Au sous-sol de la paroisse protestante de
Cronenbourg-Cité, domaine de l’association Les Disciples, sont entassés des centaines
de sacs remplis de cadeaux. Chacun d’entre eux est destiné à un enfant du
quartier, dont le prénom est inscrit sur le paquet… Et, sauf exception, chacun
trouvera son destinataire : le système est très bien rodé.
« C’est la 35e année que Les
Disciples organisent cette opération de Noël ; les familles sont repérées au
travers de notre action sociale : le vestiaire, la banque alimentaire ou le
soutien scolaire », explique Marc Ostertag, coordinateur de l’association. « Le
cadeau, c’est le moyen, mais le véritable objectif, c’est la rencontre »,
insiste-t-il.
Faire le chemin vers l’autre
Cette année, près de 350 jeunes se sont portés
volontaires pour prêter main-forte à l’association.

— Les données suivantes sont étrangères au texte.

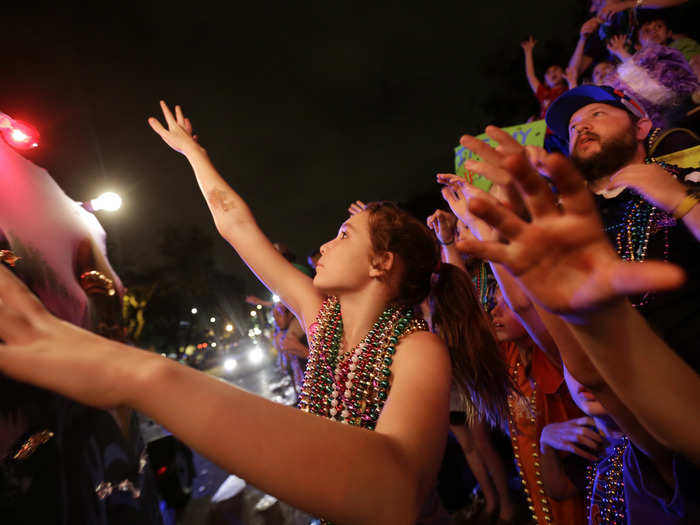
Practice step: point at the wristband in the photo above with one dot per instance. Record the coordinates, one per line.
(687, 204)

Ces adolescents, scolarisés
dans divers lycées et collèges du département, ne sont pas venus les mains
vides : ils ont procédé eux-mêmes à la collecte des jeux et jouets. « Ils font
le chemin vers l’autre de A à Z », sourit le pasteur Gérard Haehnel.
Catherine est là en tant que maman d’une élève de
Truchtersheim, pour encadrer les collégiens. Issue d’une famille de réfugiés
vietnamiens qui vécut dans cette cité, elle fut de l’autre côté de la porte,
voici 33 ans. « J’avais 10 ans et je me souviens de l’importance de cette
visite pour nous, de l’échange humain, de la gentillesse sans arrière-pensée
religieuse. J’ai eu le sentiment que nous n’étions pas mis à l’écart, que l’on
pensait à nous », se remémore-t-elle avec émotion.
Collèges et lycée n’ont eu aucun mal à recruter des
bénévoles, tant cette opération suscite l’enthousiasme. « C’est une bonne
action qui nous fait aussi plaisir à nous », avoue Lisa, en classe de première
au lycée Jean-Sturm. « J’ai voulu revenir, car il y a un lien qui se créé :
l’an dernier, nous avons joué avec les enfants après leur avoir offert les
cadeaux. »
Bénédicte et Charlotte, elles aussi, reprennent du
service. Les deux lycéennes sont membres actives de l’association Les
Disciples, où elles viennent trouver de l’aide pour leurs devoirs – auprès
d’enseignants et d’étudiants – et aussi donner un coup de main. Pour aller
frapper à la porte de deux familles logées dans une tour de la rue Keppler,
elles font équipe avec Hélène et Clémence.
Bénédicte, Charlotte, Hélène et Clémence frappent
ainsi à la porte d’un appartement où vivent deux familles géorgiennes. Les
quatre enfants trépignent d’impatience, surtout les deux garçons, âgés d’une
dizaine d’années.
« C’est le plus cadeau que j’ai jamais reçu ! »,
s’exalte Lucas, dans un français parfait, après avoir déballé un waveboard,
dont l’instabilité semble inquiéter sa maman… L’accueil est tout aussi
chaleureux dans le deuxième appartement, où vit depuis deux mois une famille
d’Arméniens, eux aussi demandeurs d’asile.
La maman, la grand-mère et une voisine, qui fait
l’interprète, insistent pour servir un café, accompagné d’une orange coupée en
rondelles et de chocolat noir. La conversation s’engage, elle porte sur les
traditions de Noël en France et en Arménie, ou l’avenir professionnel de ces
jeunes femmes et filles… La mère de famille aimerait venir faire du bénévolat
au sein de l’association Les Disciples, dont Bénédicte lui note les
coordonnées. Chacun se quitte, ému. « Je ne m’attendais pas à vivre cela,
c’était formidable », lance Hélène, sur le chemin du retour.